Como a equipe no Brasil se comunicava com outras fábricas e como as decisões de engenharia do carro eram tomadas? Ao todo, cerca de 1,5 mil engenheiros e especialistas de desenvolvimento de carros participaram do projeto do novo EcoSport. Eles estavam espalhados por fábricas da Europa, Tailândia, China e Índia. A equipe brasileira tinha contato diariamente com esse pessoal por meio de uma rede dedicada, onde eram compartilhados os avanços no desenho e no desempenho do carro. Os técnicos viam essas simulações de design feitas nos PCs, como a aerodinâmica se comportava no túnel do vento e como o motor reagia nos testes técnicos. Com as informações, os engenheiros dos outros países avaliavam se o rumo do desenvolvimento atenderia as expectativas e regras de seus mercados.

Uma montadora leva quantos anos para desenvolver um carro que será vendido em vários países? Para deixar o novo EcoSport adequado aos mercados em que ele será vendido, a gente precisou de cinco anos de trabalho. O tempo foi necessário para deixar o carro de acordo com as regulamentações de trânsito, emissão de poluentes, entre outras coisas. E não basta respeitar essas regras. É preciso muito teste para adaptar o carro aos traços culturais. Na China, por exemplo, um motorista pode visitar parentes que estão há três mil metros de altitude – e o motor do carro precisa estar adaptado para essas regiões com ar rarefeito. Na Índia, o conforto deve ser no banco traseiro, onde o dono do carro costuma sentar. Se o time brasileiro só atendesse os desejos do motorista do país, o carro seria feito em tempo menor. O trabalho do engenheiro de carro, portanto, é também de refinamento.

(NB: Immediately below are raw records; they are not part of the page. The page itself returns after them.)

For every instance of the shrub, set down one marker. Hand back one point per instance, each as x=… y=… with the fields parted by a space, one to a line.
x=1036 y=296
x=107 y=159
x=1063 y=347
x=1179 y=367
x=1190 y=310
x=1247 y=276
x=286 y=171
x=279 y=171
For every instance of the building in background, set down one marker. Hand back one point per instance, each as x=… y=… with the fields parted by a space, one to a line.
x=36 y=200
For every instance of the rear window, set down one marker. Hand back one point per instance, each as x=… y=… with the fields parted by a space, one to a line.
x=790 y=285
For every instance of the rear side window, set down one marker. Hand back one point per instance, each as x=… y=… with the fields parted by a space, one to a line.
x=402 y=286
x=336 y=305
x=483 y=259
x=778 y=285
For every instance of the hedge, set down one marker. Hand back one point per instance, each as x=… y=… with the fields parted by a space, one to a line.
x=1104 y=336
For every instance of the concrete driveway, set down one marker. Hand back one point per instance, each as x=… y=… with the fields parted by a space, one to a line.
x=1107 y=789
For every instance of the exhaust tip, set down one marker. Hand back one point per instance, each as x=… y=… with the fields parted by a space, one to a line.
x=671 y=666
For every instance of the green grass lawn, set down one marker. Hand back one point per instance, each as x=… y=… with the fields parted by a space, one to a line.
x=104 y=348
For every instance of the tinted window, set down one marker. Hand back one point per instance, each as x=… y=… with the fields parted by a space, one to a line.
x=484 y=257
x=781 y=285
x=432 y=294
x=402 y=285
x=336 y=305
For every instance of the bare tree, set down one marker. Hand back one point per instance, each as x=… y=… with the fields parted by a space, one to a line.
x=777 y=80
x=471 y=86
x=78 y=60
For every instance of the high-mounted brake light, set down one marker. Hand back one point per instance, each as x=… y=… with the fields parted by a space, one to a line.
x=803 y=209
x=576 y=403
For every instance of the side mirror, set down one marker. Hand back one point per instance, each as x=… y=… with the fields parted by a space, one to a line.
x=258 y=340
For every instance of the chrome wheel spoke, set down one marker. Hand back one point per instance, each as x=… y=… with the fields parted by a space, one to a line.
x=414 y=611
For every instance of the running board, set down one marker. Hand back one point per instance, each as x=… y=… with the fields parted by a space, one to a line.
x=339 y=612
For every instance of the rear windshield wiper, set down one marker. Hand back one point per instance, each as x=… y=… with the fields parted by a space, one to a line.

Quais as dificuldades para produzir um carro mundial? A maior dificuldade, de forma geral, é organizar as pessoas em torno de uma ideia. Se cada um dos engenheiros quiser modificar o projeto a seu jeito, o carro demora muito para ficar pronto e, além do mais, o custo fica altíssimo. Para que todo mundo siga uma orientação, só com reunião e muita especificações técnicas. Senão, o pessoal do motor pensa numa coisa, enquanto a do design noutra.